The official start last month of the campaign for the 2 October elections means candidates have huge exposure on TV, including prime-time interviews, debates and daily ad spots paid for with public funds.
In practice, that has meant a flood of false narratives being beamed into Brazilian living rooms, whether it is incumbent President Jair Bolsonaro taking credit for the idea to create a mega-popular instant payments system known as “Pix” or front-runner Luiz Inacio Lula da Silva claiming he was absolved of all corruption charges against him, to cite just two examples.
In reality, Brazil’s central bank started working on Pix in 2018, a year before the far-right incumbent took office. And Lula, the charismatic but tarnished leftist who led Brazil from 2003 to 2010, had his controversial convictions stemming from the “Car Wash” corruption scandal overturned on procedural grounds. He was not absolved.
“Campaigns are above all a war of narratives,” and candidates often use distorted or outright false statements to sell themselves, says Amaro Grassi, a public policy expert at the Getulio Vargas Foundation.
There is nothing new about lies in politics.
But analysts warn TV is now giving broader reach to the disinformation that has been raging for months on social networks in Brazil.
“Television is still a mass medium” in Brazil, says Arthur Ituassu, associate professor of political communication at Pontifical Catholic University in Rio de Janeiro.
Unlike social media, Brazilian television — where the vast majority of audience share is still concentrated among a handful of top networks, notably the dominant TV Globo — reaches a broad population that is “not segmented by nature,” he says.
‘If it’s on TV, it’s true’
“Television is still a space that reaches the general public, going well beyond the audience that is already firmly in one camp or the other,” says Helena Martins, a communications professor at the Federal University of Ceara.
There is also a widely held belief that “if it’s on TV, it’s true,” she adds.
The 2018 race that brought Bolsonaro to power was already awash in disinformation, especially on social media — hugely powerful in a country that has more smartphones than people (an estimated 242 million, for 213 million inhabitants).
If anything, the campaign is arguably uglier this time around, given that the presidential race is highly polarised between the far-right incumbent and his leftist nemesis.
Amid those deep divisions, 85 per cent of Brazilians say disinformation could influence the outcome of the election, according to a poll from the IPEC institute published on 6 September.
At the same time, however, polls show there are relatively few voters left to persuade: 78 per cent of voters say their minds are “completely” made up, found a poll from the Datafolha institute published last week.
The same poll found Lula had 45 per cent of the vote, to 33 per cent for Bolsonaro — broadly in line with the institute’s previous poll.
No other candidate was in double digits.
“There’s a very high level of consolidation of voter intentions.

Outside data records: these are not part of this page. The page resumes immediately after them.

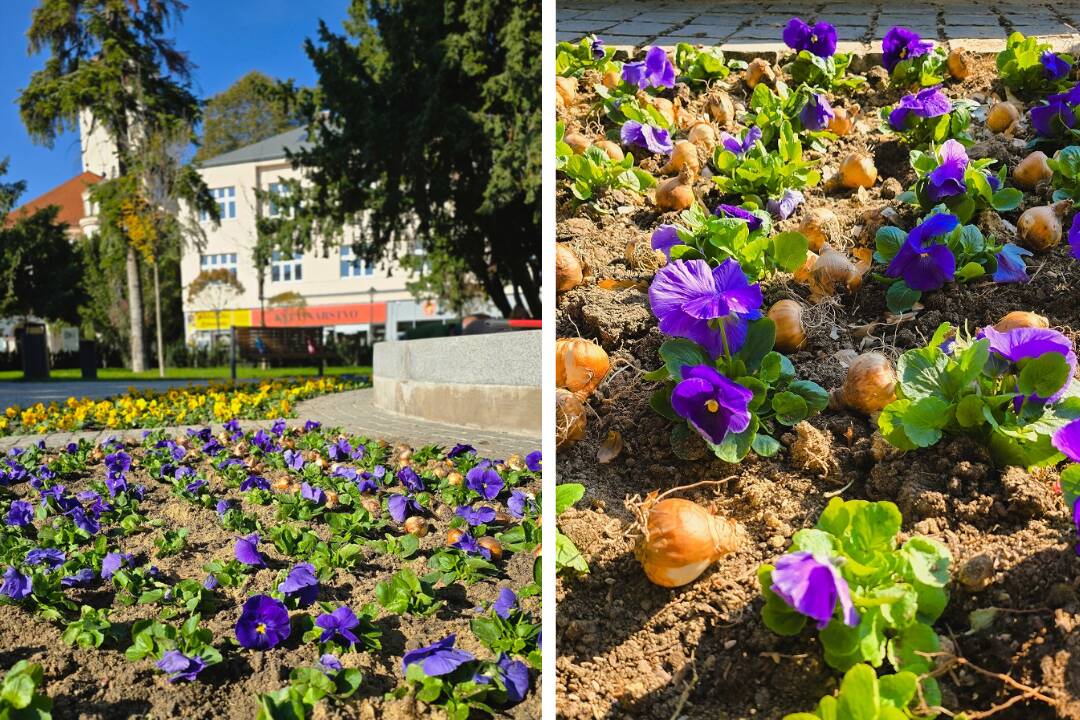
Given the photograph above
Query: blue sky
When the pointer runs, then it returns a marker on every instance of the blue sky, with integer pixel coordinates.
(225, 39)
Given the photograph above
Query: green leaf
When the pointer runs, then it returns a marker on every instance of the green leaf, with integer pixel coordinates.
(677, 353)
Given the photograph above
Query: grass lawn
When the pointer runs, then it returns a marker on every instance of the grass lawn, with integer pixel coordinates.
(219, 372)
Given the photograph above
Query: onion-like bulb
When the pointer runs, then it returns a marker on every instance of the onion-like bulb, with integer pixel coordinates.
(580, 365)
(1020, 318)
(1002, 117)
(685, 155)
(787, 316)
(1040, 228)
(820, 226)
(1031, 171)
(569, 418)
(675, 193)
(869, 385)
(567, 269)
(858, 171)
(957, 64)
(679, 540)
(721, 108)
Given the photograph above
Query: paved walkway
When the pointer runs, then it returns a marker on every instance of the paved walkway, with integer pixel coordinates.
(351, 410)
(756, 27)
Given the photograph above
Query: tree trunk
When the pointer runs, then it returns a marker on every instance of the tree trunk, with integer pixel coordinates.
(157, 317)
(135, 312)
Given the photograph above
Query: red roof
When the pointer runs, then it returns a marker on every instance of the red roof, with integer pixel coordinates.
(66, 195)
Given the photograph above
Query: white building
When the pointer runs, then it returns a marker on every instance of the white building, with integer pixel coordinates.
(338, 293)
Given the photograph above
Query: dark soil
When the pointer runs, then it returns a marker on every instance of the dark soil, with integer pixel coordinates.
(628, 648)
(103, 684)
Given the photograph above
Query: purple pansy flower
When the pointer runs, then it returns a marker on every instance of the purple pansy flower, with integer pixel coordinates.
(1052, 119)
(255, 483)
(469, 545)
(946, 180)
(1027, 342)
(515, 678)
(437, 659)
(812, 587)
(711, 403)
(15, 584)
(1053, 66)
(300, 583)
(484, 480)
(786, 204)
(741, 147)
(262, 624)
(901, 43)
(817, 113)
(247, 551)
(688, 297)
(179, 666)
(656, 70)
(48, 556)
(113, 561)
(339, 622)
(923, 263)
(505, 603)
(402, 506)
(655, 139)
(21, 513)
(753, 221)
(819, 39)
(1011, 268)
(928, 103)
(474, 516)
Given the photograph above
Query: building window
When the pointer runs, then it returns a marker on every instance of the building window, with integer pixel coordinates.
(226, 203)
(275, 189)
(352, 266)
(218, 261)
(285, 269)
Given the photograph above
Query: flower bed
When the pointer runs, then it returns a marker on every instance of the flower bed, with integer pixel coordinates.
(787, 289)
(273, 573)
(184, 406)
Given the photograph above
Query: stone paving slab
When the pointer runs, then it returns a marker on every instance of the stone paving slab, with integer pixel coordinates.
(980, 27)
(351, 410)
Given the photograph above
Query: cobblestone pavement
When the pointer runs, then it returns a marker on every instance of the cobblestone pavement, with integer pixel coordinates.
(351, 410)
(756, 27)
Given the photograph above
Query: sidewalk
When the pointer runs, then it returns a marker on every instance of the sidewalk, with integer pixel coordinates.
(757, 27)
(351, 410)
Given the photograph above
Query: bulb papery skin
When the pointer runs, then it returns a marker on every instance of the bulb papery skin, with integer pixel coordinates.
(680, 540)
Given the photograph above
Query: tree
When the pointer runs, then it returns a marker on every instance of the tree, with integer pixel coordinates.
(111, 59)
(248, 111)
(40, 269)
(426, 121)
(215, 290)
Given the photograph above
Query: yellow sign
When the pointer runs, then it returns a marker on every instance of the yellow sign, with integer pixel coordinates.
(206, 320)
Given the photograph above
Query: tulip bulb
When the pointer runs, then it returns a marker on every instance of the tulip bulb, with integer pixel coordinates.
(685, 155)
(1002, 117)
(679, 540)
(1020, 318)
(569, 418)
(721, 108)
(820, 226)
(580, 365)
(568, 273)
(869, 385)
(858, 171)
(787, 316)
(1040, 228)
(1031, 171)
(957, 63)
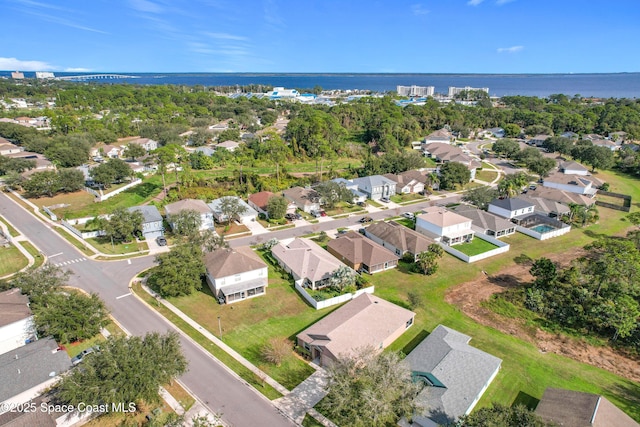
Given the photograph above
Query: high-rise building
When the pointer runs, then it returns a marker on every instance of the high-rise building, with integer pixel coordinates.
(415, 90)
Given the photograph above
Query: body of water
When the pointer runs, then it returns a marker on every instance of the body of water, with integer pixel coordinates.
(618, 85)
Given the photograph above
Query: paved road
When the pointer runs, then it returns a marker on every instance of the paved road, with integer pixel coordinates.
(221, 391)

That makes it difficult for any narrative to change the picture at this point,” says Grassi.
That has not stopped the candidates from seeking to rile up their bases with truth-bending statements, hoping to persuade the odd undecided or third-candidate voter in the process.
Lula, for example, has repeatedly exaggerated his accomplishments on the economy.
Bolsonaro has meanwhile accused Lula of being anti-Evangelical and anti-agribusiness, two powerful groups that lean toward the incumbent.
“The idea is to reinforce those groups’ rejection of Lula,” says Grassi.
“Because in an election as polarised as this, it ends up being largely a battle of rejection.”